The 1950’s saw Burrwood become a weather and hurricane station which the United States Weather Bureau manned. In those days, the city had vibrant signs of life with families, homes, and schools. No signs of life (other than aquatic life) remain today.
Torras, Louisiana (Pointe Coupee Parish)
This town was founded in 1902 with the expectation of being an important shipping and railroad city because of its prime location. However, some may say this ghost town was cursed, considering the series of events that lead to its abandonment.
Ten years after it was founded the town levee gave way in the great Mississippi River flood. In 1927, Torras again suffered a levee break in the Great Flood of that year. The town was all but destroyed, but managed a moderate rebuild with its last dying breaths.
But it wasn’t water that killed off the town of Torras. The community was crushed when the railroad relocated some years later. Not a single building marks the location of the town that ceased to exist.

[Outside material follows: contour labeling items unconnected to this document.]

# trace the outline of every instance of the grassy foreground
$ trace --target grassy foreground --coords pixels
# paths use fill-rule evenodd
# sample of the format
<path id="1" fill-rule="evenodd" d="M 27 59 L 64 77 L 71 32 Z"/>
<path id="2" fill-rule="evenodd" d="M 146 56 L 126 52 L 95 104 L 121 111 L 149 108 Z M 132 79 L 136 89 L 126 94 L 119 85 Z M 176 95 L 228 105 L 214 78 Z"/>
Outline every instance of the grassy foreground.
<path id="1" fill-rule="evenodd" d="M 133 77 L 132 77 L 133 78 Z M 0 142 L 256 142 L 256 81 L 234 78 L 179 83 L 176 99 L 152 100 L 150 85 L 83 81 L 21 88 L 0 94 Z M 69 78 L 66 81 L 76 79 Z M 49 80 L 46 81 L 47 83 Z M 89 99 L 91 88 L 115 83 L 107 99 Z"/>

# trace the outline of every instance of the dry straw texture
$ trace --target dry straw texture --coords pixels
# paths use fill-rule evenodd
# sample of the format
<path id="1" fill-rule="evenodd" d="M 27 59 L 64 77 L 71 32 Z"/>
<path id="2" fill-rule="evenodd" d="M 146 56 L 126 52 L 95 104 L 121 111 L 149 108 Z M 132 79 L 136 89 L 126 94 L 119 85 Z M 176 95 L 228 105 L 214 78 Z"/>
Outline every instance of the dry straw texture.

La Balize, Louisiana (Plaquemines Parish)
La Balize was first inhabited in 1699. Sadly, this oldest Louisiana French settlement met with disasters from which it never recovered. The town goes down in history for its economic importance to the area. Several hurricanes hit La Balize, then in 1740 it was washed away.

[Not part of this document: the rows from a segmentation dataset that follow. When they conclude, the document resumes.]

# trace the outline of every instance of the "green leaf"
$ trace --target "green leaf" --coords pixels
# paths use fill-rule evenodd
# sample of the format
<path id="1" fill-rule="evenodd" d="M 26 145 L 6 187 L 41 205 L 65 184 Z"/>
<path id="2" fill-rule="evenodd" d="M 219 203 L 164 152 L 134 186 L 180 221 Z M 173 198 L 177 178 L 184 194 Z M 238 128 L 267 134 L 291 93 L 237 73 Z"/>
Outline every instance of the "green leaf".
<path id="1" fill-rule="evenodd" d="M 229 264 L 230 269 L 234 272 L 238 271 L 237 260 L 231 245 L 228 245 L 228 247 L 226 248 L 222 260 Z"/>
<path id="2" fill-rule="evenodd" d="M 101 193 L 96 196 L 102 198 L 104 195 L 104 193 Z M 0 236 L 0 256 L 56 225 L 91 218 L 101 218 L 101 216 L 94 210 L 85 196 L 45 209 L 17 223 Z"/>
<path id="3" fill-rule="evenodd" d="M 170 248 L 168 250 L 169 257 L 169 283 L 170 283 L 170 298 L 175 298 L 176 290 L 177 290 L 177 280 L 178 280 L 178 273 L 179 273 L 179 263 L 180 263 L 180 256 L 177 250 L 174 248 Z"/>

The town was rebuilt and renamed, but the death blow was a hurricane in 1860, when all residents fled the town. All traces of this ghost town were subsequently erased by another hurricane in 1865.
East Krotz Springs, Louisiana (Pointe Coupee Parish)
At the turn of the 20th century, this (now) abandoned town was a lumbering operation hub. The eventual cause of death was slow drowning. The same levee broke two years in a row (1912 and 1913) and flooded the area. In the years 1973 and 2011, East Krotz Springs was entirely submerged because floodgates were opened to relieve high water levels on the Mississippi River.
Like many ghost towns, not a trace remains of its residents or structures.
Alberta, Louisiana (Bienville Parish)
Alberta saw success during the timber boom at the turn of the century. It was a lumber camp and sawmill town that grew by leaps and bounds with a sawmill, church, school, stores, and more.
Many of these businesses and residential housing were blown away in a 1952 tornado.
The town rebuilt the sawmill, which remained open until the 1990’s. Alberta’s other businesses failed over the years without the sawmill industry. The area is deserted, with only open thicket to show for its existence.
Morrisonville, Louisiana (Iberville Parish)
Morrisonville met its end, not from a natural catastrophe, but by man-made disaster. The town was founded by freed slaves that settled in the community in 1889. The town’s boundaries shifted in 1921 because of levee issues.
Then, in 1958, Dow Chemical Company began to produce vinyl chloride, which found its way to wells in the area by the 1980’s. Residents were forced to sell their homes to Dow; the business was aware the pollution could result in lawsuits. All that remains of the ghost town are the cemetery and a historic marker.
Also Read: Gold Panning and Prospecting in Mississippi
Abandoned Louisiana Ghost Towns
The swamps and bayous hide many secrets from the past. Some towns still have remnants of old structures to let you know where they once stood. Others have been erased with the hand of time and nothing remains.
Flooding, sinkholes, tornados, and big business were some culprits in the death of a litany of towns in Louisiana. With no people or buildings on these sites, all that’s left in their place are history’s memories – and maybe a ghost or two?